Results show that the exchange‑pMCMC method consistently recovers the true parameters with narrow credible intervals, even in regimes of strong interaction where the posterior is highly multimodal. The particle filter with N≈300–500 particles yields ESS values above 200 and converges within a few thousand MCMC iterations. ABC, while able to locate the high‑probability region of the parameter space, exhibits larger posterior variance and a systematic bias when the tolerance ε is not extremely small. Reducing ε improves accuracy but at a steep computational cost, as the number of required simulations grows dramatically. In terms of runtime, a well‑tuned exchange‑pMCMC run takes roughly 1.5–2 hours on a standard workstation, comparable to the best‑case ABC run (≈1.2 hours) but with substantially higher statistical efficiency.

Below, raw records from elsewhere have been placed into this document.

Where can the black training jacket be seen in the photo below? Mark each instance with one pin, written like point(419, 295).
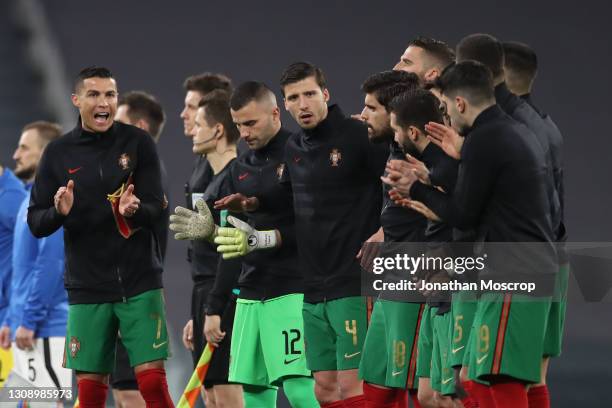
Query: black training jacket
point(101, 264)
point(551, 142)
point(335, 175)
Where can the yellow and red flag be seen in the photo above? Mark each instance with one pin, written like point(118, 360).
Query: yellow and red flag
point(192, 390)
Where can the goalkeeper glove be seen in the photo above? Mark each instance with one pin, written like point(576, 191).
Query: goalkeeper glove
point(239, 241)
point(193, 225)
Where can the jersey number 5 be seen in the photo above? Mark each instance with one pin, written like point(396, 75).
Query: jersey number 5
point(290, 344)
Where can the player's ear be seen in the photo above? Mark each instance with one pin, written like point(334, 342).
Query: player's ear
point(219, 131)
point(461, 105)
point(143, 124)
point(275, 113)
point(431, 75)
point(413, 133)
point(75, 100)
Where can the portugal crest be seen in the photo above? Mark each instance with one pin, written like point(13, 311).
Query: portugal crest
point(124, 161)
point(75, 346)
point(334, 157)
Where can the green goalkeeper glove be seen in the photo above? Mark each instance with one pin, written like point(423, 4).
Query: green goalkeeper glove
point(239, 241)
point(193, 225)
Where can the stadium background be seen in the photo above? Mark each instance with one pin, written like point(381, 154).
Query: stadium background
point(154, 45)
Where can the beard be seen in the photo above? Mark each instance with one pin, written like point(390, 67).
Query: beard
point(25, 173)
point(410, 148)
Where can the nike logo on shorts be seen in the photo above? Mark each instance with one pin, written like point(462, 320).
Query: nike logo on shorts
point(457, 349)
point(156, 346)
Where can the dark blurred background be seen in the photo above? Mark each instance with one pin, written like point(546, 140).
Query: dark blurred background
point(154, 45)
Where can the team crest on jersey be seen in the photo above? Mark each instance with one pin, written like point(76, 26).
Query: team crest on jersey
point(334, 157)
point(75, 346)
point(124, 161)
point(279, 170)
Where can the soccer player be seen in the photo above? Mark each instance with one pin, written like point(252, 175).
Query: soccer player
point(101, 183)
point(12, 193)
point(213, 309)
point(485, 199)
point(334, 172)
point(38, 307)
point(394, 324)
point(520, 70)
point(425, 57)
point(410, 112)
point(271, 299)
point(142, 110)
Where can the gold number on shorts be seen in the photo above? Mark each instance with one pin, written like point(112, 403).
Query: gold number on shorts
point(458, 329)
point(351, 328)
point(399, 353)
point(485, 337)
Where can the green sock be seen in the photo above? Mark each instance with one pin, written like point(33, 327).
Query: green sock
point(300, 392)
point(259, 397)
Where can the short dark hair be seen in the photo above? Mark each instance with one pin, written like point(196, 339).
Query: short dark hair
point(142, 105)
point(521, 60)
point(207, 82)
point(91, 72)
point(439, 51)
point(469, 78)
point(485, 49)
point(299, 71)
point(47, 131)
point(217, 109)
point(247, 92)
point(416, 107)
point(388, 84)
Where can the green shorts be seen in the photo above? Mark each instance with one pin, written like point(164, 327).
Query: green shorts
point(463, 309)
point(92, 331)
point(556, 319)
point(268, 341)
point(390, 348)
point(508, 337)
point(442, 373)
point(425, 343)
point(334, 332)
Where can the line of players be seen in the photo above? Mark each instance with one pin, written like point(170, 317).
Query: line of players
point(34, 304)
point(317, 193)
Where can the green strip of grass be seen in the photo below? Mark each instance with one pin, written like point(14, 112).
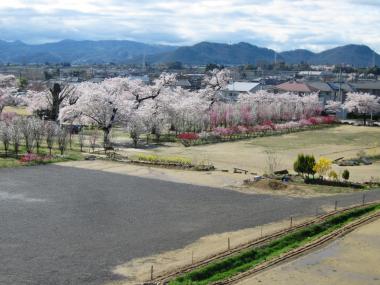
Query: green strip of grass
point(246, 260)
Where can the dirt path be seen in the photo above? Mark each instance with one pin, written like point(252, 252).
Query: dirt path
point(138, 270)
point(353, 259)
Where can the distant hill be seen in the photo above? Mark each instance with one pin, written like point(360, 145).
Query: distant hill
point(356, 55)
point(297, 56)
point(244, 53)
point(77, 52)
point(206, 52)
point(90, 52)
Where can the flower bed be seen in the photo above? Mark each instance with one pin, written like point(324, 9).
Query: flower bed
point(268, 128)
point(171, 162)
point(32, 158)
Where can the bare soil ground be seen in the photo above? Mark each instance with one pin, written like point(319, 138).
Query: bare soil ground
point(342, 141)
point(138, 270)
point(351, 260)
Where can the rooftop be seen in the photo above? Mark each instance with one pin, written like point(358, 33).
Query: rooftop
point(242, 86)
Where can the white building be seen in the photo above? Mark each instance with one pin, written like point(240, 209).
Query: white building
point(234, 89)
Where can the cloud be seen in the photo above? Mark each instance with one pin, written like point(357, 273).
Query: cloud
point(278, 24)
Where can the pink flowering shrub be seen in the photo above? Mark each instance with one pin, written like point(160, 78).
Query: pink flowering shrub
point(269, 123)
point(188, 136)
point(34, 158)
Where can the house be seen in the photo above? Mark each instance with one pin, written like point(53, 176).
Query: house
point(300, 88)
point(325, 91)
point(234, 89)
point(372, 87)
point(183, 83)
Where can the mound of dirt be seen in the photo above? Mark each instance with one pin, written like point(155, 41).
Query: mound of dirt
point(269, 184)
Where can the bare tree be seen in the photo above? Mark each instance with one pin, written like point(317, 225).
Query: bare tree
point(81, 138)
point(38, 128)
point(16, 134)
point(51, 129)
point(62, 139)
point(93, 139)
point(28, 134)
point(273, 162)
point(5, 136)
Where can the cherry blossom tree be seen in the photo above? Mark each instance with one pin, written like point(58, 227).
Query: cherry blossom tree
point(5, 135)
point(214, 83)
point(112, 101)
point(363, 104)
point(16, 135)
point(48, 102)
point(28, 133)
point(7, 91)
point(51, 130)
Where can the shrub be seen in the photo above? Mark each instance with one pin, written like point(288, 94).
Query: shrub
point(346, 175)
point(164, 160)
point(305, 164)
point(333, 175)
point(322, 166)
point(188, 136)
point(34, 158)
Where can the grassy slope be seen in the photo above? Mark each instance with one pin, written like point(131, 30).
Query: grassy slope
point(246, 260)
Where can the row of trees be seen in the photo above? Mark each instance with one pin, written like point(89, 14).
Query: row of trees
point(362, 104)
point(161, 106)
point(306, 165)
point(17, 131)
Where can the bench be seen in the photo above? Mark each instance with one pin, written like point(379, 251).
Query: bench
point(239, 170)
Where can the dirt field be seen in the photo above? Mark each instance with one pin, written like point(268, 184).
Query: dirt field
point(351, 260)
point(138, 270)
point(342, 141)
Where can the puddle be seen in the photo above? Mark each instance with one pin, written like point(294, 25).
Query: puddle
point(6, 196)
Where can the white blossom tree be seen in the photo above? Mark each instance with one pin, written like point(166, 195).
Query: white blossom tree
point(363, 104)
point(48, 102)
point(112, 101)
point(7, 91)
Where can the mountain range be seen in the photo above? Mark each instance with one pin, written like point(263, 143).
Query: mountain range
point(119, 52)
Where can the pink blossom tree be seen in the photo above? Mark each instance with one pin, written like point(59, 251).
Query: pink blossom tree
point(363, 104)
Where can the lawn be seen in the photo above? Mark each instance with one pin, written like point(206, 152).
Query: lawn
point(341, 141)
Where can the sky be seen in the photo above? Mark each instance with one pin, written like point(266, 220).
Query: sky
point(277, 24)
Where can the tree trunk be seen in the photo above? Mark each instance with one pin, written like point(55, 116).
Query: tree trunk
point(106, 137)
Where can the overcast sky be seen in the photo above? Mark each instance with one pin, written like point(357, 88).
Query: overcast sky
point(277, 24)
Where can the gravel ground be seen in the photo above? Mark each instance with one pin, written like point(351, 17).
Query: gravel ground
point(62, 225)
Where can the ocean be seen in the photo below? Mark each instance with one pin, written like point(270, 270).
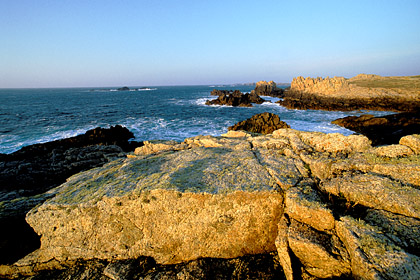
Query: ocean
point(29, 116)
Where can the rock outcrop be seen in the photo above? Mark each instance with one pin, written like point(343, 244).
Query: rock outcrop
point(383, 130)
point(264, 123)
point(264, 88)
point(361, 92)
point(26, 174)
point(326, 205)
point(234, 98)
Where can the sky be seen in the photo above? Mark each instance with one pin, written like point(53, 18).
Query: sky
point(88, 43)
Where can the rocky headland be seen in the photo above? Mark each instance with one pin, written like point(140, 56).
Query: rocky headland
point(27, 174)
point(384, 130)
point(370, 92)
point(285, 205)
point(234, 98)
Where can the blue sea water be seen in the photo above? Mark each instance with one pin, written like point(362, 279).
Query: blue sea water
point(29, 116)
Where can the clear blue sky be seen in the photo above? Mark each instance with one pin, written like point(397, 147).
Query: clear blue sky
point(61, 43)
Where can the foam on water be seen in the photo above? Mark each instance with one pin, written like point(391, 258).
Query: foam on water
point(37, 115)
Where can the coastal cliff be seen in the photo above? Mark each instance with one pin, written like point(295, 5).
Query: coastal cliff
point(371, 92)
point(323, 205)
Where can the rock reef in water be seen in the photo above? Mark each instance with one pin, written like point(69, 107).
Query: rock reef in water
point(371, 92)
point(326, 205)
point(27, 174)
point(264, 123)
point(383, 130)
point(234, 98)
point(264, 88)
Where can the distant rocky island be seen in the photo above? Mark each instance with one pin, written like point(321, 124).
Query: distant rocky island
point(262, 201)
point(282, 205)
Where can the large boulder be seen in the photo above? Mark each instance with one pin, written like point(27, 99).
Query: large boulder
point(264, 123)
point(264, 88)
point(26, 174)
point(235, 98)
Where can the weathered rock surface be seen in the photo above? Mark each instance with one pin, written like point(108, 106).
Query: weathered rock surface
point(383, 130)
point(264, 88)
point(37, 167)
point(235, 98)
point(264, 123)
point(26, 174)
point(361, 92)
point(328, 205)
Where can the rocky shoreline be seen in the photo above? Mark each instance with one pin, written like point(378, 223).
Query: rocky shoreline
point(284, 205)
point(363, 92)
point(26, 176)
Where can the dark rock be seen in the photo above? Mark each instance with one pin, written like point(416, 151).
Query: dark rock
point(217, 92)
point(383, 130)
point(29, 172)
point(264, 88)
point(234, 98)
point(39, 167)
point(264, 123)
point(264, 266)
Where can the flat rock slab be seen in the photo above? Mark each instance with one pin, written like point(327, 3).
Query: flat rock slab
point(204, 202)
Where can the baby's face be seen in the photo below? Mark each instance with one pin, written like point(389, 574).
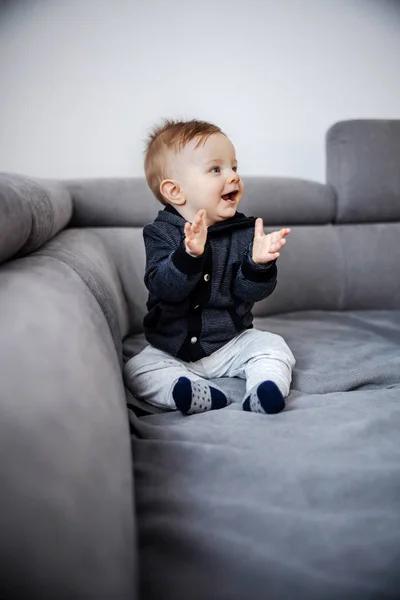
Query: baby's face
point(208, 178)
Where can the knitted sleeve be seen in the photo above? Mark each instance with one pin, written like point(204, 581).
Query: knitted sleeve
point(254, 282)
point(171, 273)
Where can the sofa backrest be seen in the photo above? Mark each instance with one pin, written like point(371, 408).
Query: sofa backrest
point(342, 253)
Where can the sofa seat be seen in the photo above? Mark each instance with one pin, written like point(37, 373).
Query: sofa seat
point(233, 504)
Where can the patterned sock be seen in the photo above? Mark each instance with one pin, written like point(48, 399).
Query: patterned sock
point(265, 397)
point(197, 396)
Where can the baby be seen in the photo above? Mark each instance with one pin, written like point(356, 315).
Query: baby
point(206, 266)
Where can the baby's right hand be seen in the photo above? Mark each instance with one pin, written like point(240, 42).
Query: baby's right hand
point(196, 234)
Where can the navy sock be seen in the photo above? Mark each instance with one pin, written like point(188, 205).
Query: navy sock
point(265, 397)
point(197, 396)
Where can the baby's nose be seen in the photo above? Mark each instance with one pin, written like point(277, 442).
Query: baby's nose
point(234, 176)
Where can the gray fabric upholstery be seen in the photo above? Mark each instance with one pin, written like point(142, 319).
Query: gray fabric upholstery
point(122, 202)
point(127, 249)
point(228, 504)
point(85, 253)
point(322, 267)
point(129, 202)
point(341, 267)
point(363, 164)
point(300, 505)
point(66, 502)
point(32, 211)
point(288, 201)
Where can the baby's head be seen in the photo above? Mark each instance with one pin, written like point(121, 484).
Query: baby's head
point(192, 165)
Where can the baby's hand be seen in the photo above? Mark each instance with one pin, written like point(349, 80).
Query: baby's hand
point(196, 234)
point(266, 247)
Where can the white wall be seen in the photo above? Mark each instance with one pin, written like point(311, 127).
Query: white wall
point(81, 81)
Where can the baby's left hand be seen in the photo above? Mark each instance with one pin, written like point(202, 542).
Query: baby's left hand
point(266, 246)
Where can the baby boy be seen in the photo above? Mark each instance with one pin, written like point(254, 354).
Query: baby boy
point(206, 266)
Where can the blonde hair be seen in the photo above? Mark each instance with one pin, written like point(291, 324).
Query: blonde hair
point(169, 138)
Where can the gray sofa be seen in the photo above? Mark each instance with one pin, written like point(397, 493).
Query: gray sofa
point(102, 499)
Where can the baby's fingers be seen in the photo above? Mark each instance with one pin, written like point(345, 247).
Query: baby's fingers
point(188, 230)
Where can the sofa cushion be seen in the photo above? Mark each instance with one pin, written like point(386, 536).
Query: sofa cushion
point(128, 202)
point(301, 504)
point(66, 502)
point(86, 254)
point(32, 211)
point(363, 165)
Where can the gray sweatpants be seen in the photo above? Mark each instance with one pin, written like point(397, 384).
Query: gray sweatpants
point(252, 355)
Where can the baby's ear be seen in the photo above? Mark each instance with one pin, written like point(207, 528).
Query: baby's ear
point(172, 192)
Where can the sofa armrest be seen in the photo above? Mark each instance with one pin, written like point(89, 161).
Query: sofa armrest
point(66, 478)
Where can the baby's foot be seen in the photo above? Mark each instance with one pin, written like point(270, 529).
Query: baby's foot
point(265, 397)
point(197, 396)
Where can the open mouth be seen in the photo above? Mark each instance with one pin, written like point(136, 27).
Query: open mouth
point(231, 197)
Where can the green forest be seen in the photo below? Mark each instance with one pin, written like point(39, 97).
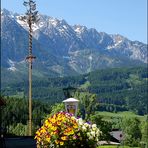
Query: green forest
point(120, 91)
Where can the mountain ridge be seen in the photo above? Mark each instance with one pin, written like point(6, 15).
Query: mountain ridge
point(63, 50)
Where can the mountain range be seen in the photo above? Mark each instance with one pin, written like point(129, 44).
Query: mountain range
point(62, 49)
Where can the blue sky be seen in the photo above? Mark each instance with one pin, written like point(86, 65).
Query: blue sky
point(125, 17)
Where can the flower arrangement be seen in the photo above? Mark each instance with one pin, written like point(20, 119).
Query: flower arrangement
point(63, 130)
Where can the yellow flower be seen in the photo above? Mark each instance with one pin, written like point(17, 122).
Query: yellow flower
point(64, 138)
point(61, 143)
point(57, 141)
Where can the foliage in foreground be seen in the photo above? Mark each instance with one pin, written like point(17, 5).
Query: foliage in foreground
point(64, 130)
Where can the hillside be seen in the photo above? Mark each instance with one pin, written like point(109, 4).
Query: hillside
point(62, 49)
point(118, 89)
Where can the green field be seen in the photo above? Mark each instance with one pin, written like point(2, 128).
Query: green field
point(127, 114)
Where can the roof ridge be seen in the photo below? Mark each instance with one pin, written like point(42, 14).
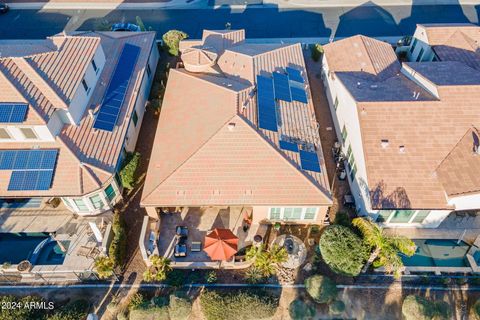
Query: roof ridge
point(37, 80)
point(187, 158)
point(282, 155)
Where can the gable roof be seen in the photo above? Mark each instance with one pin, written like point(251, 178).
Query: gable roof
point(428, 128)
point(87, 158)
point(216, 153)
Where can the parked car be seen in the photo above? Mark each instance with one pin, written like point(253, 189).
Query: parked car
point(4, 7)
point(125, 27)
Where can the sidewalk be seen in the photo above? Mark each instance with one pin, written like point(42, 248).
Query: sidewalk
point(204, 4)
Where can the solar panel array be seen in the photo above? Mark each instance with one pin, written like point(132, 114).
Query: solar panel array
point(32, 169)
point(299, 94)
point(282, 87)
point(13, 112)
point(295, 75)
point(267, 114)
point(290, 146)
point(309, 161)
point(117, 89)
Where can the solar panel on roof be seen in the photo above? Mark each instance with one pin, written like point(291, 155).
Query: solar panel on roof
point(295, 75)
point(115, 95)
point(13, 112)
point(267, 114)
point(286, 145)
point(309, 161)
point(282, 88)
point(31, 169)
point(299, 94)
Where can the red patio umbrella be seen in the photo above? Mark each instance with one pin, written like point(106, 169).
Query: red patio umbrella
point(220, 244)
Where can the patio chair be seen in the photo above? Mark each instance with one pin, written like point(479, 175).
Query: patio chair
point(196, 246)
point(180, 248)
point(181, 231)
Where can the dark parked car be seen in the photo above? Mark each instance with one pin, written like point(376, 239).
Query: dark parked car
point(125, 27)
point(4, 7)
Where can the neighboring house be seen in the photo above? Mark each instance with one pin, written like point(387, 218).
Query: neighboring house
point(70, 108)
point(409, 130)
point(238, 129)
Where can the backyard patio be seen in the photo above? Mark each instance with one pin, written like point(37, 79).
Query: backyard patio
point(200, 221)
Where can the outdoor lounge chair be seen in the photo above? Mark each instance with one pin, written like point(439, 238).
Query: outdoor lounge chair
point(181, 231)
point(196, 246)
point(180, 248)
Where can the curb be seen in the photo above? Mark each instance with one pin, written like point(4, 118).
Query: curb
point(201, 4)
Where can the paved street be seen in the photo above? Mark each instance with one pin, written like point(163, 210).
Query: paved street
point(259, 22)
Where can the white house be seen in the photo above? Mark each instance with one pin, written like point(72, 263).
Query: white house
point(408, 130)
point(71, 106)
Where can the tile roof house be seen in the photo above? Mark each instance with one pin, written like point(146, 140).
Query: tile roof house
point(219, 153)
point(409, 133)
point(67, 83)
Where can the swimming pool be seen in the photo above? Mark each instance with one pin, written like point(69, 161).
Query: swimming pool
point(38, 248)
point(438, 253)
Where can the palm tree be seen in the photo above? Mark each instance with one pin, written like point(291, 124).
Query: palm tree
point(386, 247)
point(158, 270)
point(104, 266)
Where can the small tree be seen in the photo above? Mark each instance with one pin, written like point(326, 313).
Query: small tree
point(158, 270)
point(300, 310)
point(316, 51)
point(336, 307)
point(104, 266)
point(475, 311)
point(127, 173)
point(386, 248)
point(342, 250)
point(266, 261)
point(321, 289)
point(171, 41)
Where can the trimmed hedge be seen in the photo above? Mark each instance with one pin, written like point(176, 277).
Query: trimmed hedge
point(238, 305)
point(342, 250)
point(321, 289)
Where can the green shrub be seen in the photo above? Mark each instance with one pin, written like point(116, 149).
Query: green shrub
point(254, 275)
point(418, 308)
point(321, 289)
point(475, 311)
point(239, 305)
point(136, 301)
point(104, 267)
point(74, 310)
point(129, 168)
point(212, 276)
point(336, 307)
point(171, 41)
point(316, 51)
point(342, 218)
point(342, 250)
point(118, 247)
point(179, 308)
point(299, 310)
point(12, 313)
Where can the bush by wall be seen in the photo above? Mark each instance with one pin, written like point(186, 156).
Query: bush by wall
point(239, 305)
point(342, 250)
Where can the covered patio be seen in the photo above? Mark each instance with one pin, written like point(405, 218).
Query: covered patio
point(200, 221)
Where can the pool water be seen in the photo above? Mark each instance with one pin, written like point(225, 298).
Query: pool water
point(16, 247)
point(438, 253)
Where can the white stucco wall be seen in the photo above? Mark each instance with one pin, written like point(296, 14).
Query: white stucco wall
point(347, 114)
point(467, 202)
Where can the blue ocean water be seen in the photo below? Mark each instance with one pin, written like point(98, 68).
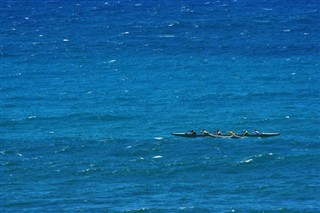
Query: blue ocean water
point(91, 90)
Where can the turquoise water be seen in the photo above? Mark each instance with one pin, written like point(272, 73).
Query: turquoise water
point(90, 92)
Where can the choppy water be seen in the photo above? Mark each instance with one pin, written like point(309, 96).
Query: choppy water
point(90, 92)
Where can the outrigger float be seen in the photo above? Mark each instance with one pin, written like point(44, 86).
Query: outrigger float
point(193, 134)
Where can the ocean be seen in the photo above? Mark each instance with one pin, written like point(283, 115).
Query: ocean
point(92, 90)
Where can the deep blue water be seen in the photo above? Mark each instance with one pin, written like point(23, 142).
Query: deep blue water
point(91, 90)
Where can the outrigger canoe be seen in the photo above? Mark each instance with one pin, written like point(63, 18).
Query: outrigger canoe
point(208, 134)
point(260, 135)
point(188, 134)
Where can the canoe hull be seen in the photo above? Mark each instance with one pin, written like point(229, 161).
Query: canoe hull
point(187, 135)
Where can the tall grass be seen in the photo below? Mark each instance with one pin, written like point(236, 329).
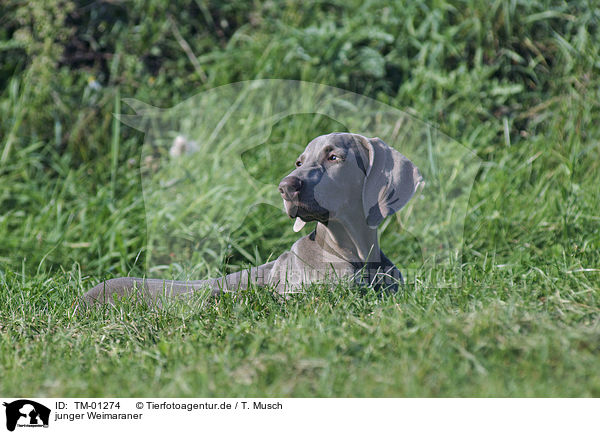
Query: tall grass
point(517, 82)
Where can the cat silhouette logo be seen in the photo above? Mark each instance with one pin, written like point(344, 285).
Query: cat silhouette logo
point(26, 413)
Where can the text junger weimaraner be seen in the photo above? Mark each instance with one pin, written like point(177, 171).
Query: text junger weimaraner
point(348, 184)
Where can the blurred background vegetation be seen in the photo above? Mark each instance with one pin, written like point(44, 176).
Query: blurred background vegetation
point(513, 80)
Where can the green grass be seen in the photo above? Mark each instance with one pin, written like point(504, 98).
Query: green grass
point(517, 82)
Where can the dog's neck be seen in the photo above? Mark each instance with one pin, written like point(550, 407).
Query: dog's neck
point(351, 242)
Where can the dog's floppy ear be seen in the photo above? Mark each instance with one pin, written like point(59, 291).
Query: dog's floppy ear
point(391, 180)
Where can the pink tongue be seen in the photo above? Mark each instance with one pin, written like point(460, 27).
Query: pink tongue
point(299, 224)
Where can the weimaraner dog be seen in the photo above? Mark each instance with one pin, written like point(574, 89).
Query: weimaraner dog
point(348, 184)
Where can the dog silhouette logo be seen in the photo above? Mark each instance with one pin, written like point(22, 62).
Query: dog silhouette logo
point(26, 413)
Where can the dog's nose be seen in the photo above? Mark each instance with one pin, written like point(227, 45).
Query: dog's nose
point(289, 187)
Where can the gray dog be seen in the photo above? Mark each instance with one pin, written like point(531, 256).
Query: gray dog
point(348, 184)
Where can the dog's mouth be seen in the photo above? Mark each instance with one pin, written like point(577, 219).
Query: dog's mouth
point(305, 212)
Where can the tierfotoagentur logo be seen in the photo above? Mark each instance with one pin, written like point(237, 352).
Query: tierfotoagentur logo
point(25, 413)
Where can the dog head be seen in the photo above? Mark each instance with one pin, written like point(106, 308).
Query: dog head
point(347, 176)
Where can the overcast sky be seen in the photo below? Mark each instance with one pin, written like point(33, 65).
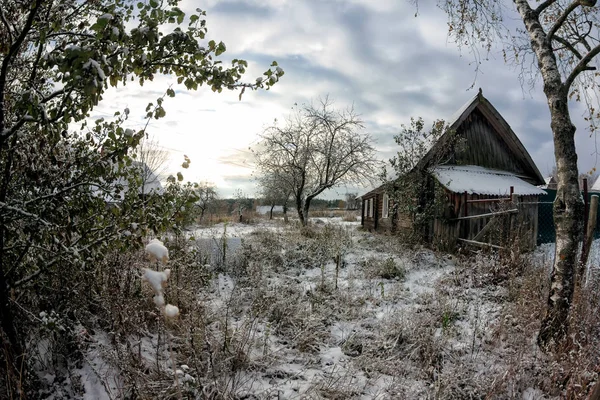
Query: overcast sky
point(374, 54)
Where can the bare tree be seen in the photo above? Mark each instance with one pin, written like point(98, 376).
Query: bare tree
point(274, 192)
point(563, 37)
point(153, 163)
point(318, 147)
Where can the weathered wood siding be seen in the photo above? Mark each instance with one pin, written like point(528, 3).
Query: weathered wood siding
point(521, 226)
point(376, 222)
point(484, 146)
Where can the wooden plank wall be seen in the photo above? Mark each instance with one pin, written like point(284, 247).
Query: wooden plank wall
point(484, 147)
point(506, 227)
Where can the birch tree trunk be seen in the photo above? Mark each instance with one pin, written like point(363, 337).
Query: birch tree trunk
point(568, 205)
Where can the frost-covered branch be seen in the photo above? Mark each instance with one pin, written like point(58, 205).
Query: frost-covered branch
point(25, 213)
point(583, 65)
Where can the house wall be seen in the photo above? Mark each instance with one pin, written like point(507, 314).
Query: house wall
point(376, 222)
point(522, 225)
point(484, 147)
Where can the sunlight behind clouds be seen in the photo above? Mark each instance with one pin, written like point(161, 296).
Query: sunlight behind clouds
point(375, 55)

The discussion balances the two approaches. The exchange‑pMCMC framework retains the theoretical guarantees of exact Bayesian inference (up to Monte‑Carlo error from the particle filter) and can be applied to any latent undirected model where a particle approximation is feasible. Its drawbacks are the need to tune particle numbers, resampling thresholds, and proposal kernels, which can be computationally demanding for very large graphs. ABC’s main advantage is simplicity and the complete avoidance of the partition function, but it relies heavily on the choice of informative summaries and on an ε‑schedule that trades bias against computational effort. The authors suggest several avenues for future work: adaptive particle numbers based on online ESS diagnostics, automatic learning of summary statistics (e.g., via neural networks or mutual information criteria), and distributed implementations to scale the methods to networks with thousands of nodes.

In conclusion, the paper provides a thorough comparative study of two state‑of‑the‑art Bayesian techniques for latent Markov random fields and social network models under noisy observation. By demonstrating that the exchange algorithm, when coupled with particle MCMC, yields accurate and efficient posterior estimates, the authors establish a practical pathway for fully Bayesian analysis of complex undirected models. At the same time, they acknowledge the utility of ABC as a fast exploratory tool, especially when computational resources are limited or when a quick approximation suffices. This work therefore offers valuable methodological guidance for statisticians, physicists, and machine‑vision researchers facing intractable normalising constants in realistic, partially observed settings.